I keep a piece of paper on the wall with a list of the things our Reference Librarian “doesn’t know.” This week we added “how to fold a shirt.” The entire list includes: steam punk; Sylvia Plath; Banksy; and the definition of Jesus. In over a year, these were the only topics that he couldn’t fully explain. Sometimes in the lull of a conversation, he’ll quiz us with random facts. His favorite is yelling out, “What are the four Commonwealths in the United States?” We’ll scurry to quickly spit them out. (Kentucky, Pennsylvania, Massachusetts and Virginia!)
It’s almost like the library has become everyone’s living room. They come here to lounge around and read, to have good conversation with a friend, to see a movie or to sit and work on their laptop snacking on take out pizza. We’re not a particularly small community, but it still seems like everyone knows, or knows of, everyone else.
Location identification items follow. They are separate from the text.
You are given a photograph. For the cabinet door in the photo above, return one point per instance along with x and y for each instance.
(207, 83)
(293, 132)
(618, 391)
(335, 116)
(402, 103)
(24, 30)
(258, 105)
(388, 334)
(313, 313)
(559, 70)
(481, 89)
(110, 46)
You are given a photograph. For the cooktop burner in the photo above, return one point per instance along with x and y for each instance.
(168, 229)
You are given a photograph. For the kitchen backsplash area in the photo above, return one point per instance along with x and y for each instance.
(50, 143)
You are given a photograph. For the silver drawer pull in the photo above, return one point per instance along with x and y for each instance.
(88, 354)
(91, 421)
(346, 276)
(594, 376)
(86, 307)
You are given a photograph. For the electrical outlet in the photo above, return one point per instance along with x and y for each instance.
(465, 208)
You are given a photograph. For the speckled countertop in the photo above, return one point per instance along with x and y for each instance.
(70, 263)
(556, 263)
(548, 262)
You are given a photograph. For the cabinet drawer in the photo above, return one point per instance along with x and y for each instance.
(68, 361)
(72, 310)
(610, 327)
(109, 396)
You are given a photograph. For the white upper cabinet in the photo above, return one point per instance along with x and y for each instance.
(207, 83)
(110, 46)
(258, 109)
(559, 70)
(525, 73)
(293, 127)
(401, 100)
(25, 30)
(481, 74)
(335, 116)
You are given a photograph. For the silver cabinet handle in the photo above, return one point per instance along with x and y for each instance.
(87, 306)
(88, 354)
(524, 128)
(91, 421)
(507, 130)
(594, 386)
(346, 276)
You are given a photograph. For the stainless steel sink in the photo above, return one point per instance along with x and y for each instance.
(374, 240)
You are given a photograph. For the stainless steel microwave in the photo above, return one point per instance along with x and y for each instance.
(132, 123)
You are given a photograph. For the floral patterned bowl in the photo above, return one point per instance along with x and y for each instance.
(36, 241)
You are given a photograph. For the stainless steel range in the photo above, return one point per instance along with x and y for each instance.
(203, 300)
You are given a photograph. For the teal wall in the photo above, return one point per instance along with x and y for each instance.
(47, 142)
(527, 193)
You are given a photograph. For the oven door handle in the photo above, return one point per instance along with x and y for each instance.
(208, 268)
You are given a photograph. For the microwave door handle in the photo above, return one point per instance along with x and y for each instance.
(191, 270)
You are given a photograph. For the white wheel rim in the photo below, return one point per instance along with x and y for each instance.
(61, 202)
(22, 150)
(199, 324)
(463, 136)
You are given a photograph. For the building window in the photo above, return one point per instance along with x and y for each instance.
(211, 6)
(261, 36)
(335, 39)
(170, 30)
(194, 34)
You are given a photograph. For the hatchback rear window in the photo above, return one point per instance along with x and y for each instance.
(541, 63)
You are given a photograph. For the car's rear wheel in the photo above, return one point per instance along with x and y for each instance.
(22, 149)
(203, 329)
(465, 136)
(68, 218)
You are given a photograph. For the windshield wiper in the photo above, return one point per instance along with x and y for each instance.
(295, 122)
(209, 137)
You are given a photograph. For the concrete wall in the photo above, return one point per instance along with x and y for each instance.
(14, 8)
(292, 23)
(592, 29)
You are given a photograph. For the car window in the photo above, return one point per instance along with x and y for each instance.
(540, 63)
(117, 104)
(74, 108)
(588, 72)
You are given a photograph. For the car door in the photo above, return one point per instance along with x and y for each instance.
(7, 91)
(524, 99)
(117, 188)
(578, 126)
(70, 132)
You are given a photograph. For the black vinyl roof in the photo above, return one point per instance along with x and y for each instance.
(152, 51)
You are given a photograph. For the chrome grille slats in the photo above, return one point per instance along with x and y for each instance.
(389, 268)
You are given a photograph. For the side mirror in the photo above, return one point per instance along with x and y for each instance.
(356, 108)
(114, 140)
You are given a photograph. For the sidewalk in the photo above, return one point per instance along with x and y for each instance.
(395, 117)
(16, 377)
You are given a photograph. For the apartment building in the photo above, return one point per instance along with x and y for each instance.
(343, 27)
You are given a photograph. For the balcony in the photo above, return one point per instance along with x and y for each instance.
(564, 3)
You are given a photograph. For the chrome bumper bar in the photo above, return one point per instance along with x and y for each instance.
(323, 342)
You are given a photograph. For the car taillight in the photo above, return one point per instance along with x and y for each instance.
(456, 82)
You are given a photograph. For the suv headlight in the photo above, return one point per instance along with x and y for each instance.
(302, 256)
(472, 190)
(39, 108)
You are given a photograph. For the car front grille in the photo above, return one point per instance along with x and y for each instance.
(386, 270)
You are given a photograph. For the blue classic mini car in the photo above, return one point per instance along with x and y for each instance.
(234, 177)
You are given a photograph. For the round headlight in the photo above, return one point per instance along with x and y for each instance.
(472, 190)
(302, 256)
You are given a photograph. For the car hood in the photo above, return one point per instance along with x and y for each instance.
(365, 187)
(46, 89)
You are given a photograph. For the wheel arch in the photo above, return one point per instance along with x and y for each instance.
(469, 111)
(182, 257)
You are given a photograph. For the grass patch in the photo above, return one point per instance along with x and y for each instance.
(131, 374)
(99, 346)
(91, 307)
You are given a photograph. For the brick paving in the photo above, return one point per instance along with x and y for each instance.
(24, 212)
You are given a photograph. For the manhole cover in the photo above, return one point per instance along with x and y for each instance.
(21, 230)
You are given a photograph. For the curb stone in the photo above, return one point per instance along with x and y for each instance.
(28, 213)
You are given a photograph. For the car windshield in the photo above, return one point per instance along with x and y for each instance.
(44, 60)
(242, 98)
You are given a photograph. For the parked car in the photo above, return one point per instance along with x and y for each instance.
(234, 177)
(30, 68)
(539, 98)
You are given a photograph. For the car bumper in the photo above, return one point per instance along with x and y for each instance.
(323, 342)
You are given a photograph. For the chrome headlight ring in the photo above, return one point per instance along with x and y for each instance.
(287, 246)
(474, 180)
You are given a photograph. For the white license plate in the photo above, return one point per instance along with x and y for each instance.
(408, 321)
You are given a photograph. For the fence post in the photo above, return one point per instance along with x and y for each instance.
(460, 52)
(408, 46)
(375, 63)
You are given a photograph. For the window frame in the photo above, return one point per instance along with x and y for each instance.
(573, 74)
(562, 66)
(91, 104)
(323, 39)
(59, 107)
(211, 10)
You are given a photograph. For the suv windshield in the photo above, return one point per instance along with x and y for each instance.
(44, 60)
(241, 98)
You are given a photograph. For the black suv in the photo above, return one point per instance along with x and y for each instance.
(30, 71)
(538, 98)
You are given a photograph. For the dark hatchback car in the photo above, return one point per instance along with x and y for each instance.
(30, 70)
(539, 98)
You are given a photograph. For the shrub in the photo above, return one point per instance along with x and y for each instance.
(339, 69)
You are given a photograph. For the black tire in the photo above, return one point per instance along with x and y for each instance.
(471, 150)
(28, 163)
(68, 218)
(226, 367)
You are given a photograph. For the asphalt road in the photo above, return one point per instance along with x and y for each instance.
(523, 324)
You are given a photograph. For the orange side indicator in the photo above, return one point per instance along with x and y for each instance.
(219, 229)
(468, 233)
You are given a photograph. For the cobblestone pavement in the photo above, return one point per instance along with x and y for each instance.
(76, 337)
I am a believer in Kathleen de la Péna McCook’s idea of a librarian at every table. As librarians, we have a unique charge of representing our patrons to each other…without bias. And every single person is our patron. I don’t care what anyone says – that’s a great responsibility. In exchange for our hard work, we work in everyone’s living room. We get to participate in the lives of the community in a way that affects them directly. This is what I take home with me each night, driving down the unnecessarily long driveway. Today, people in that building, came for help and received it – without an opinion, without judgment, but because that’s what libraries do.